I find that the portions of the book that take place in boardrooms and offices or on the phone between people situated in these locales get old pretty quickly. Gaddis really beats the horse to death and back again. I don’t know how many pages of this stuff we get, but it takes only a couple of good long scenes of this sort of satire for me to get the point. Yet he keeps hitting us with it at great length, and I can tell you (having finished the book a bit early the other night) that it doesn’t really let up. So why does he do it?
Well, maybe it’s a matter of pacing, for the other thing he really rams down our throats is the anger and bitterness that Gibbs and Eigen express as they try to make it through their grubby workaday lives while abandoning (or being abandoned by) the writerly pursuits they think are worthwhile. If he didn’t give us a comic (if infuriating) break from these sections, we’d all pull a Schramm.

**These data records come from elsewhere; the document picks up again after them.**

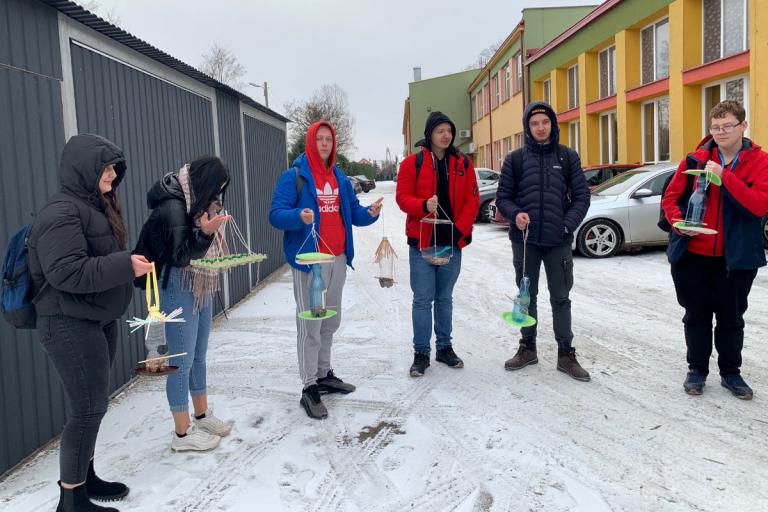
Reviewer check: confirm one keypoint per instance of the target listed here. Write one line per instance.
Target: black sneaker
(736, 385)
(310, 400)
(694, 382)
(449, 357)
(420, 364)
(332, 384)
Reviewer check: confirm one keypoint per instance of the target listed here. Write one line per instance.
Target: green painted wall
(448, 94)
(541, 26)
(621, 17)
(544, 24)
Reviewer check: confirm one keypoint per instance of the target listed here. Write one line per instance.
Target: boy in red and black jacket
(713, 273)
(437, 181)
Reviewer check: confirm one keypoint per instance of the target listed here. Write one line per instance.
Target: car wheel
(765, 231)
(599, 238)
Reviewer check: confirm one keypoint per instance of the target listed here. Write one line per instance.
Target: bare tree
(328, 103)
(485, 56)
(95, 7)
(222, 64)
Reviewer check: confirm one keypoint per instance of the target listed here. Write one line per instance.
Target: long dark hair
(209, 177)
(115, 217)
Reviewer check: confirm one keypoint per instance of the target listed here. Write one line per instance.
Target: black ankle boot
(100, 490)
(76, 500)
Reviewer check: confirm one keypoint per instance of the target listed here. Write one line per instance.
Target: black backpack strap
(517, 166)
(299, 183)
(419, 163)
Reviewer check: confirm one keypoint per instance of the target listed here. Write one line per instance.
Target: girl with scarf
(184, 225)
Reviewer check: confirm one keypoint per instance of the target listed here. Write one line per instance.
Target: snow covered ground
(476, 439)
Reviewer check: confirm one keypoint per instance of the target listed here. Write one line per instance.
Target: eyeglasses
(726, 128)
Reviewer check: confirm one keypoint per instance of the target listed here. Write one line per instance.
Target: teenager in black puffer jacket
(81, 277)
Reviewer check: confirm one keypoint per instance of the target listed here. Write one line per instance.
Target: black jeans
(558, 265)
(82, 352)
(705, 287)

And then of course there’s poor Bast, stuck between the two godawful types of scene.
It’s at about this point in the book that I tend to become almost overcome with despair, for though it is the kind of book that leaves you clutching your belly with laughter, it’s also a ghastly work of hopelessness. Take for example this forecast from page 359:
See he worked here [says Norman Angel] for a while just before I came, just real brilliant but, I don’t know but just to give you an idea, one time when we’d all three had lunch and he’d taken a few drinks a bum came up to us on the street with his hand out and the wind blowing his torn coat, a whole wreck of a man that couldn’t hardly see us anyway, but Jack all of a sudden reached out and gave him a dollar and that really, well you know a long time after that I said something about it once to Stella and all she said was she said he did it because what he saw coming toward him was himself.

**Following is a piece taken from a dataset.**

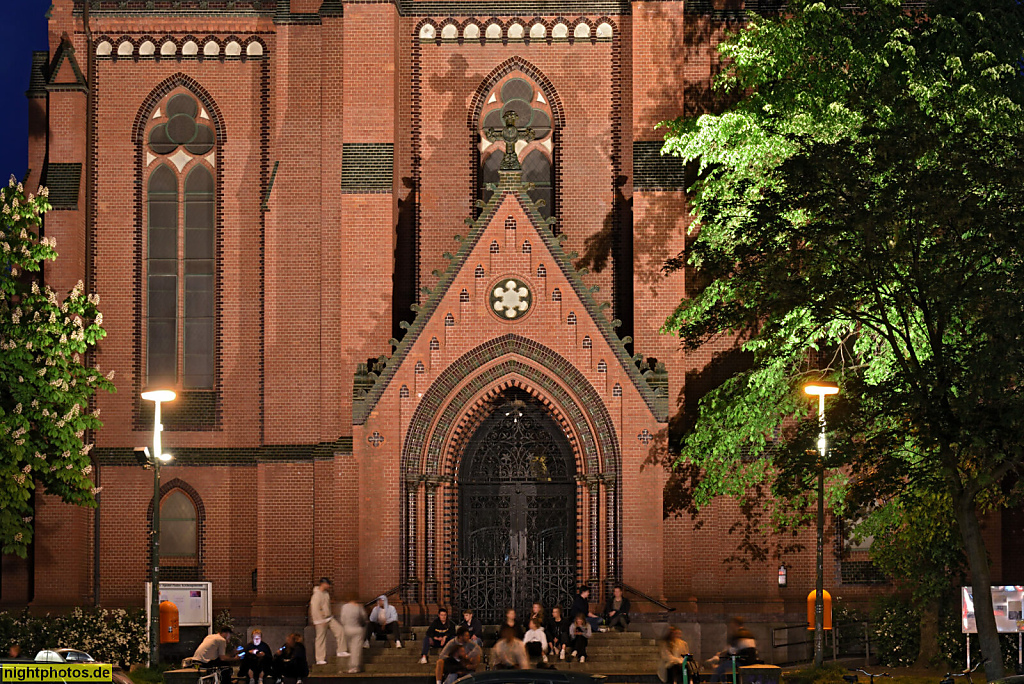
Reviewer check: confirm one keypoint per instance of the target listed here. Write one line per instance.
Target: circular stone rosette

What an outlook for poor Gibbs, and it doesn’t seem at all off the mark.
This is a book about art and artists. If what Gibbs and Eigen and Schramm and Schepperman and Bast have experienced is what artists have to look forward to, well, it’s little wonder that Gaddis wrote such a bitter second novel. The reception of his first novel was very much, after all, like the reception of Eigen’s first important but little-read novel.

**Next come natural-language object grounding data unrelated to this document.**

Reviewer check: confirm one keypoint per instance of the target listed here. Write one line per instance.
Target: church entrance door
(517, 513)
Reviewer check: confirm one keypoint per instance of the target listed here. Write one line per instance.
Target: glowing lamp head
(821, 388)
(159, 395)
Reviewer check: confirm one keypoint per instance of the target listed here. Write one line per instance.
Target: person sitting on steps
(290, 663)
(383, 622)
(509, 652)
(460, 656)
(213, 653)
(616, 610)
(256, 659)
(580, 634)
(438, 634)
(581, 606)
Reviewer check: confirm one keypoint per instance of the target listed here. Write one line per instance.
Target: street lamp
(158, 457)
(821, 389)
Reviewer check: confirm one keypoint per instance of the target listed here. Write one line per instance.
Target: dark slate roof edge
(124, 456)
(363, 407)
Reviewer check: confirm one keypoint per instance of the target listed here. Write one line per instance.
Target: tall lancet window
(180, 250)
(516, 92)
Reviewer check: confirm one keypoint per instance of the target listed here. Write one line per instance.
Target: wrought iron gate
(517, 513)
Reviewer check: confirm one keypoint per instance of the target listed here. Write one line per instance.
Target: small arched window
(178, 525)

Jonathan Franzen got not much farther than our current milestone in J R before he famously gave up on the book, a fact he mentions in an essay titled “Mr. Difficult.” It’s worth a read, particularly if you’re wondering whether you can see your way to the end of this book (and even if — maybe especially if — like me, you wouldn’t spit on Franzen if he were on fire unless you spat high-octane gasoline). The problem with Franzen’s critique is that he didn’t finish the damn book. That’s not to say that the book turns around to end with a Puckish intervention and weddings all around. But writing a long essay criticizing a book you haven’t finished is irresponsible if nothing else.
Which brings me back to the curiosity I mentioned up there above the fold. How’re you holding up? Do you think you can manage 265 more pages of bitterness and anger? Does the humor make it all worthwhile? Or does Gaddis go on too long and too repetitively? Is the book striking you so far as more a comic novel or a tragic one, or something else altogether? If you’re reading it as a comic novel, is the comedy itself a worthwhile endeavor? And what exactly does it mean to be worthwhile?